Skip to main content

Unity Catalog-native episodic, semantic, and working memory for AI agents on Databricks

Project description

lakehouse-memory

PyPI License: Apache 2.0 CI Docs

Unity Catalog-native episodic, semantic, and working memory for AI agents on Databricks.

Status: Stable (0.1.0). Public from day one. The core library, LangChain adapters, DAB starter (M3), and docs site (M4) are shipped. See the docs for full documentation.

The pitch

Memory is the missing Databricks layer. The standard workaround is a sidecar vector DB with its own governance, access control, and lineage — a system you can't ship. Memory belongs in Unity Catalog, where your data already lives.

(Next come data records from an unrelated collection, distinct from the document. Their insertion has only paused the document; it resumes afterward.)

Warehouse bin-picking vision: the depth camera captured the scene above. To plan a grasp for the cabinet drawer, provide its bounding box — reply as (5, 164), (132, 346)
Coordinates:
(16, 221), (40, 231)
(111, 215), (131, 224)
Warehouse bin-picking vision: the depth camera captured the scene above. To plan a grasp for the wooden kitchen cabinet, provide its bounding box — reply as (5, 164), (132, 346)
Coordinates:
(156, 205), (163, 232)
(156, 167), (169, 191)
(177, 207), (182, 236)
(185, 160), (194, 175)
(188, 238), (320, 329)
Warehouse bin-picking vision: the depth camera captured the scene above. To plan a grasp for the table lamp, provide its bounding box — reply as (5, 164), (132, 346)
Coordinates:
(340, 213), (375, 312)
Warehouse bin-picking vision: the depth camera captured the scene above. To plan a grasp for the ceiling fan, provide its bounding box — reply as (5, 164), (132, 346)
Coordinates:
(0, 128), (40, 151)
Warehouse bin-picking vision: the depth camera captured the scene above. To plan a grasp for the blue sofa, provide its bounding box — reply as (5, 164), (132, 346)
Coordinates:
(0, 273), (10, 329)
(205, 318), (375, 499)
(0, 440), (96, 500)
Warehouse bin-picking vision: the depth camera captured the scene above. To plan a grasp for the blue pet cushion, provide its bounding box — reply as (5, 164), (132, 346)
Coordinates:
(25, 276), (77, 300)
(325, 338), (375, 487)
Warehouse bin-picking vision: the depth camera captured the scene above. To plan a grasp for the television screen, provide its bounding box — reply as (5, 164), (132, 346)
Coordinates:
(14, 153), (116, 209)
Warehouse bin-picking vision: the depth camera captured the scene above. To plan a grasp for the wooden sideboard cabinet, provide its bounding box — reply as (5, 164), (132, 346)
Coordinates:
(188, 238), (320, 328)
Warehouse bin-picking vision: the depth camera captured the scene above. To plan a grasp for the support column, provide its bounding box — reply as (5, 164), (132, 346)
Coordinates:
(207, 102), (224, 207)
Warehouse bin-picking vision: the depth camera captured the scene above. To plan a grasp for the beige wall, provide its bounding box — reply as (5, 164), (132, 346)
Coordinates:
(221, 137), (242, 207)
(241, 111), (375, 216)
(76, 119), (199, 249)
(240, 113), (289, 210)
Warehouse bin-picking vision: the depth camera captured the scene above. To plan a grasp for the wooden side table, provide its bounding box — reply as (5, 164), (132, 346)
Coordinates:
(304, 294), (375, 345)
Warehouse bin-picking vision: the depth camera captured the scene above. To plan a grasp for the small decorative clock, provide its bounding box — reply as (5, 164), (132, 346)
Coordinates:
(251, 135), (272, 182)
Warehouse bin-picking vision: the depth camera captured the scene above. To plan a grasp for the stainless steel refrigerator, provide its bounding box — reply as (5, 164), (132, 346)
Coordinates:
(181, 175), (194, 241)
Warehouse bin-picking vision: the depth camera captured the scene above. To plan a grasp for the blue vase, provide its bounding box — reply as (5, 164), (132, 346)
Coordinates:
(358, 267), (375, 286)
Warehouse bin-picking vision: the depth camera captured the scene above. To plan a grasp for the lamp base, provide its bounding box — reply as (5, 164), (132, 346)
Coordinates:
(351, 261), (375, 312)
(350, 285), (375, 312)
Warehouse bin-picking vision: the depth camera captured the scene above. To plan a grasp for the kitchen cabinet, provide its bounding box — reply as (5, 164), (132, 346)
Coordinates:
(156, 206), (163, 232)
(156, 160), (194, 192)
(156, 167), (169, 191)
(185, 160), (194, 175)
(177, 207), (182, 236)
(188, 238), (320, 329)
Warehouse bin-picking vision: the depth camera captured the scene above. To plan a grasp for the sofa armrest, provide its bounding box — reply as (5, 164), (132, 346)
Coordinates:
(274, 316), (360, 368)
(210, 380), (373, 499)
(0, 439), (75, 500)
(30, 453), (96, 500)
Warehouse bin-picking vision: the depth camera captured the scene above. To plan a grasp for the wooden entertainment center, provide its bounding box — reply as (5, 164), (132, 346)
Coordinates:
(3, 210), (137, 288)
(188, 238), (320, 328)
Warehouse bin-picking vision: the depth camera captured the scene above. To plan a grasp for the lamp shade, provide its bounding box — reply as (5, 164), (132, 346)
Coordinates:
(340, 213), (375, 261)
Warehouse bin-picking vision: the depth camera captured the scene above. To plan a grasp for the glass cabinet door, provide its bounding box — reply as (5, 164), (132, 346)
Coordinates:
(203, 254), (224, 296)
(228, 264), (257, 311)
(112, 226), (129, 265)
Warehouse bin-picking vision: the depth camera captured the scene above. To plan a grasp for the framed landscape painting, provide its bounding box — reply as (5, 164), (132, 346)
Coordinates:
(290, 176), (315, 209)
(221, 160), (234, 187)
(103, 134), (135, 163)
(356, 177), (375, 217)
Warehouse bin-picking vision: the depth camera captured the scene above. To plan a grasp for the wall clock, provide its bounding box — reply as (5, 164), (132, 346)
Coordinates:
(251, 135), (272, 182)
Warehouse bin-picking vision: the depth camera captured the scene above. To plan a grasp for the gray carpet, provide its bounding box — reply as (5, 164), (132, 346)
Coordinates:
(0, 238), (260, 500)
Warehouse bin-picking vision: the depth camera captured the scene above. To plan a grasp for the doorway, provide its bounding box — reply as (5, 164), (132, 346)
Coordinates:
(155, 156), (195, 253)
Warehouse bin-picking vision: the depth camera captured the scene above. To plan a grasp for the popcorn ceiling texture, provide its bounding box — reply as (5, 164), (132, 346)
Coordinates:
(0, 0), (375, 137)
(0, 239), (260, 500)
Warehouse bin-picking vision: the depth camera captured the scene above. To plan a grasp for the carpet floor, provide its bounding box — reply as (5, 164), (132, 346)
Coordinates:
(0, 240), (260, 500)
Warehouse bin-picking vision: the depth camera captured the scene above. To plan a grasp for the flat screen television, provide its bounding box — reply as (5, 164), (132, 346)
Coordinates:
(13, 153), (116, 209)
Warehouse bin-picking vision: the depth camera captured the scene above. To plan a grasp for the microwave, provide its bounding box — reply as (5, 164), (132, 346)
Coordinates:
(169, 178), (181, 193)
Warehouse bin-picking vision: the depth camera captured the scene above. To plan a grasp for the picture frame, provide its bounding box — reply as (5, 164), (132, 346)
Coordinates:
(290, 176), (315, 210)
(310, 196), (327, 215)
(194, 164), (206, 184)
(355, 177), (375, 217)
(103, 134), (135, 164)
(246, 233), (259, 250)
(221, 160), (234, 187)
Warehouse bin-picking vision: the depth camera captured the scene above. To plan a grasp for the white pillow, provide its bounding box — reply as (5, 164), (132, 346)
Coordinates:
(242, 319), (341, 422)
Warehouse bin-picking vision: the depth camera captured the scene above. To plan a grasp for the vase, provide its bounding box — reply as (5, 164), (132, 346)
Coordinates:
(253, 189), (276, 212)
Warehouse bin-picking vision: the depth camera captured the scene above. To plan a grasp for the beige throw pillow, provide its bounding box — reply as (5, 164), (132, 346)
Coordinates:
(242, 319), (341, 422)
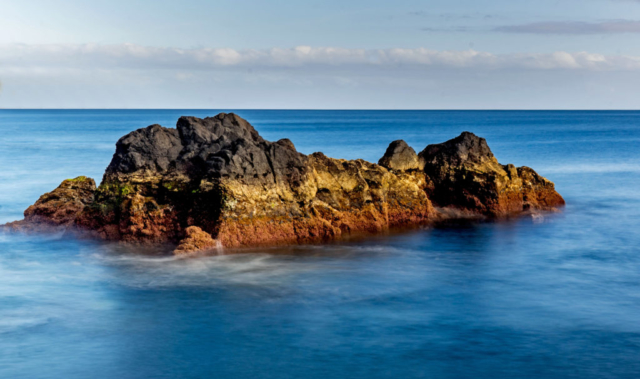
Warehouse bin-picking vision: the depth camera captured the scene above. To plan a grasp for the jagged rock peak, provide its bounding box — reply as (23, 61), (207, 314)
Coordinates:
(419, 132), (495, 166)
(378, 140), (422, 171)
(105, 113), (306, 183)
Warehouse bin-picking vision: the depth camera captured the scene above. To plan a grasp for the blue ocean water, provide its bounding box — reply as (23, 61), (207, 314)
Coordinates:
(0, 110), (640, 378)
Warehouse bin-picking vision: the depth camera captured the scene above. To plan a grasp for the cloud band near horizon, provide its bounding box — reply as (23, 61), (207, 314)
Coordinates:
(0, 44), (640, 72)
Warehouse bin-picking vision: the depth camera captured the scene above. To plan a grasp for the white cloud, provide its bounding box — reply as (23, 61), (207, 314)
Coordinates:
(494, 20), (640, 34)
(0, 44), (640, 74)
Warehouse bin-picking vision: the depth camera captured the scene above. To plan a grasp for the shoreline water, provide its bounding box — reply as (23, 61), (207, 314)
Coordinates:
(0, 111), (640, 379)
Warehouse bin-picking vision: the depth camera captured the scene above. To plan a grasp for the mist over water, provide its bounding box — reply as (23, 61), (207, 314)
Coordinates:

lakehouse-memory gives AI agents on Databricks three first-class memory primitives — episodic, semantic, and working — backed by Unity Catalog tables and Databricks Vector Search.

Install

pip install lakehouse-memory

Migrating from a pre-release: Memory(index=...) was removed in 0.1.0. Use Memory(config, client, episodic_index=idx, semantic_index=idx) or, preferably, Memory.from_databricks(...).

Quickstart with the DAB starter (recommended)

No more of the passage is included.